In adolescents, we are uncertain whether there is a difference between Metformin and the OCP, on hirsutism and adverse events.

Metformin versus metformin combined with the OCP

In adult women, metformin may be less effective in improving hirsutism compared to Metformin combined with the OCP (MD 1.36, 95% CI 0.62 to 2.11, 3 RCTs, n = 135, I2= 9%, low-quality evidence). We are uncertain if there was a difference between metformin and metformin combined with the OCP for severe gastro-intestinal adverse events (OR 0.74, 95% CI 0.21 to 2.53, 3 RCTs, n = 171, I2 = 0%, low-quality evidence), or for severe other adverse events (OR 0.56, 95% CI 0.11 to 2.82, 2 RCTs, n = 109, I2 = 44%, low-quality evidence). There were no trials reporting on minor adverse events. In adolescents, there were no trials for this comparison.

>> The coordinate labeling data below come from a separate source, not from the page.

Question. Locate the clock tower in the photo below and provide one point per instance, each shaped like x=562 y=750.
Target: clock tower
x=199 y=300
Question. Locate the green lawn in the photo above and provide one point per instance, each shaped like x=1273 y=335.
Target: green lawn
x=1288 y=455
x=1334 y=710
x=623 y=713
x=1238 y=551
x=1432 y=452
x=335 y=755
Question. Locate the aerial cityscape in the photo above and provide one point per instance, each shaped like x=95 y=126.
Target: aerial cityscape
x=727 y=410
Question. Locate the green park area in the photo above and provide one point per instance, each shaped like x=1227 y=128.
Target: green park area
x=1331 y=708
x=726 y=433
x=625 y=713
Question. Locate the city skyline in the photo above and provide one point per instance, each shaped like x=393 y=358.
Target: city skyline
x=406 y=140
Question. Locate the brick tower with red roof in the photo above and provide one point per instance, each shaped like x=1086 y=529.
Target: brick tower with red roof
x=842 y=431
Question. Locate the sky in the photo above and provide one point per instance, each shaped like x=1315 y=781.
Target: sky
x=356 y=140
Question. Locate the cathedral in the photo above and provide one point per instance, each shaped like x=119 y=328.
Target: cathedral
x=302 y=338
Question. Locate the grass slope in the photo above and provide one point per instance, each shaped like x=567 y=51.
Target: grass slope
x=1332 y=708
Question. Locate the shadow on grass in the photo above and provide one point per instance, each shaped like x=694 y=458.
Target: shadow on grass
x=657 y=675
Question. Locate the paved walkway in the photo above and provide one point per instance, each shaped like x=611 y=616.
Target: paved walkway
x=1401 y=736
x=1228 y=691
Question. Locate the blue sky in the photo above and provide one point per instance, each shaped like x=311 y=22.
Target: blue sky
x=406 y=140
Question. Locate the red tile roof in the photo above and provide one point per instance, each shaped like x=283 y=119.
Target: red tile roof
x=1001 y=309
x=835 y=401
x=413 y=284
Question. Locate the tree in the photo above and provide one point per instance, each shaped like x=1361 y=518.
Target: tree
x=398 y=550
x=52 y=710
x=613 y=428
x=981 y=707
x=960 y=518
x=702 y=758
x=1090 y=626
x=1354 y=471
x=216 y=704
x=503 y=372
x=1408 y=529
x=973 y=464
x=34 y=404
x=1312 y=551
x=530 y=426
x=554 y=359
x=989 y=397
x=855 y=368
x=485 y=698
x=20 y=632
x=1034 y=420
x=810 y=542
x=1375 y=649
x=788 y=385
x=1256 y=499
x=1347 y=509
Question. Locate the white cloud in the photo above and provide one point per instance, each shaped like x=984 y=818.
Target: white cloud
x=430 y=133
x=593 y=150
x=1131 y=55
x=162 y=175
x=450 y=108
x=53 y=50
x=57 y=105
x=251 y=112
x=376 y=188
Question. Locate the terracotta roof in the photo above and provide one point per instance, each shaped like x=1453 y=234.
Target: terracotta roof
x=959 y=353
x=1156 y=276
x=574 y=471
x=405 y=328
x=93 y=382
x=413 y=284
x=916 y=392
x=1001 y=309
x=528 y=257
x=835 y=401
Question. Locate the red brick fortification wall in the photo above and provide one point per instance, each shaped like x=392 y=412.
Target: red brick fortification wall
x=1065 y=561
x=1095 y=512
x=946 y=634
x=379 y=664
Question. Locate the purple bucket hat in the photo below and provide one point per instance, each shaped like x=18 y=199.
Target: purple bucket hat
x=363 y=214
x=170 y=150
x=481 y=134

The OCP versus metformin combined with the OCP

In adult women, the OCP may be less effective in improving hirsutism compared to metformin combined with the OCP (MD 0.54 , 95% CI 0.20 to 0.89, 6 RCTs, n = 389, I2= 1%, low-quality evidence). The OCP may decrease the incidence of severe gastro-intestinal adverse events compared to metformin combined with the OCP (OR 0.20, 95% CI 0.06 to 0.72, 5 RCTs, n = 228, I2 = 0%, low-quality evidence). We are uncertain if there is a difference between the OCP and metformin combined with the OCP for severe other adverse events (OR 1.61, 95% CI 0.49 to 5.37, 4 RCTs, n = 159, I2 = 12%, low-quality evidence). The OCP may decrease the incidence of minor (gastro-intestinal) adverse events compared to metformin combined with the OCP (OR 0.06, 95% CI 0.01 to 0.44, 2 RCTs, n = 98, I2 = 0%, low-quality evidence). In adolescents, we are uncertain whether there is a difference between the OCP, compared to metformin combined with the OCP, on hirsutism or adverse events.